Self Storage Continues Positive Performance
The self storage industry continued to withstand the pressures of economic uncertainties, with street-rate rents increasing 1.7 percent over the past 12 months.
Despite the ongoing volatile market conditions brought about by the health crisis, the self storage industry continued to demonstrate its resilience in November. On a year-over-year basis, street-rate rents have increased 1.7 percent for 10×10 non-climate-controlled units, while rates for the climate-controlled units of the same size remained unchanged. Similarly, on a month-over-month basis, street-rate rents grew 0.9 percent for the 10×10 non-climate-controlled units, while rates for climate-controlled units were flat.
After several years of negative rent performance, all of the top four Texas markets—Austin, Dallas-Fort Worth, Houston and San Antonio—experienced positive rate performance in November. The extended period of negative rent performance was due to the substantial inventory expansion during the self storage development boom in 2018, which led to a significant imbalance in supply and demand across Texas.

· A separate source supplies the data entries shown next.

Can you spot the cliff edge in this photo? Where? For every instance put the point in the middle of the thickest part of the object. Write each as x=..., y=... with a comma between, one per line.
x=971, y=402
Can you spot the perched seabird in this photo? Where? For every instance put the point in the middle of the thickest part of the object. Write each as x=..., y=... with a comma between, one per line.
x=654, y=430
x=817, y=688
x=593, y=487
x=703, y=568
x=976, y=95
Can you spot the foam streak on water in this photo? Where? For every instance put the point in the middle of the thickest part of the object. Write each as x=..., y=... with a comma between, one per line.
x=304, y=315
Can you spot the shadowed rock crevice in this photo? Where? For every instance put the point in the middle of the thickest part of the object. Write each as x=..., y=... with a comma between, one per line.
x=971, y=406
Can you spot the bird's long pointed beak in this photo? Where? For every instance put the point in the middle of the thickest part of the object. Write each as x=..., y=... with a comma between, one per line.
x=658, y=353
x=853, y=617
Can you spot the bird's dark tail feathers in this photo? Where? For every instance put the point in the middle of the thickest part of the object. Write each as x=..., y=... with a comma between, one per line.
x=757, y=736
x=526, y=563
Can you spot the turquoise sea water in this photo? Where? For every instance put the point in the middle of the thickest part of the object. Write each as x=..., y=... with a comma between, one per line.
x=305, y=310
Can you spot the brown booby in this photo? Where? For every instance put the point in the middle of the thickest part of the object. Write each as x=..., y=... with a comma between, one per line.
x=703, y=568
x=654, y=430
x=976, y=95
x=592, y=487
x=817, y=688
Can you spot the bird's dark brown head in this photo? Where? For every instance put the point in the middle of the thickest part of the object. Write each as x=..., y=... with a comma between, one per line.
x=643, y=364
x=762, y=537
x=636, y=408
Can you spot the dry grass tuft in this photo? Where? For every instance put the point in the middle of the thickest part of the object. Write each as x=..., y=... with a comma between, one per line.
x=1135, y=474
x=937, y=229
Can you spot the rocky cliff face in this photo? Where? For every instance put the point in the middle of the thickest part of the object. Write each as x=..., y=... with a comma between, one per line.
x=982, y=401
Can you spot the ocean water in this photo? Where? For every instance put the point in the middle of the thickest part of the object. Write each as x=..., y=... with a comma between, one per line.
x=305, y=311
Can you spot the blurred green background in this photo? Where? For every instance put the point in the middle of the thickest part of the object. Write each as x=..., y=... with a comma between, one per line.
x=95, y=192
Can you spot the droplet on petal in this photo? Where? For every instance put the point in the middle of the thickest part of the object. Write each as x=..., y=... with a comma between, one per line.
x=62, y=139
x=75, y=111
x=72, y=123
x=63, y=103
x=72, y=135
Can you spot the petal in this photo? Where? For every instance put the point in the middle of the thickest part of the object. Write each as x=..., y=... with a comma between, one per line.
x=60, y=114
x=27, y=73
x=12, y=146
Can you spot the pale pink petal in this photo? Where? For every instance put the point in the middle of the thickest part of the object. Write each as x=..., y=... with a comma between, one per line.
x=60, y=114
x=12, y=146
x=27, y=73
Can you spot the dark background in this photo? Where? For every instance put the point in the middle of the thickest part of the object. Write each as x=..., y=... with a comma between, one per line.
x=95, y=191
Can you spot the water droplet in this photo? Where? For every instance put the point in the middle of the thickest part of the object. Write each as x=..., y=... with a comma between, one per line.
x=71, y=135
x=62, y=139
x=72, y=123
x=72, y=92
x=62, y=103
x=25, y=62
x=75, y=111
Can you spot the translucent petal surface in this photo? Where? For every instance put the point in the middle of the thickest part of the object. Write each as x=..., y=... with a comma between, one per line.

Other markets with noteworthy rent growth include Columbus, Ohio, where year-over-year street rates for the average 10×10 climate-controlled units increased 1.8 percent, while month-over-month rates for the same unit type performed even better, increasing 3.7 percent. This growth might be credited to the metro’s optimistic economic outlook—the jobless rate dropped from 13.7 percent in April to 4.9 percent in October.
Nationwide, planned and under construction projects accounted for 8.3 percent of existing inventory, up 10 basis points over the previous month. Although a total of 53 self storage projects were abandoned over the past three months, overall development activity seems to be unaffected across the U.S. Nonetheless, developers should remain cautious as the economy is still not immune to the pandemic-driven uncertainties.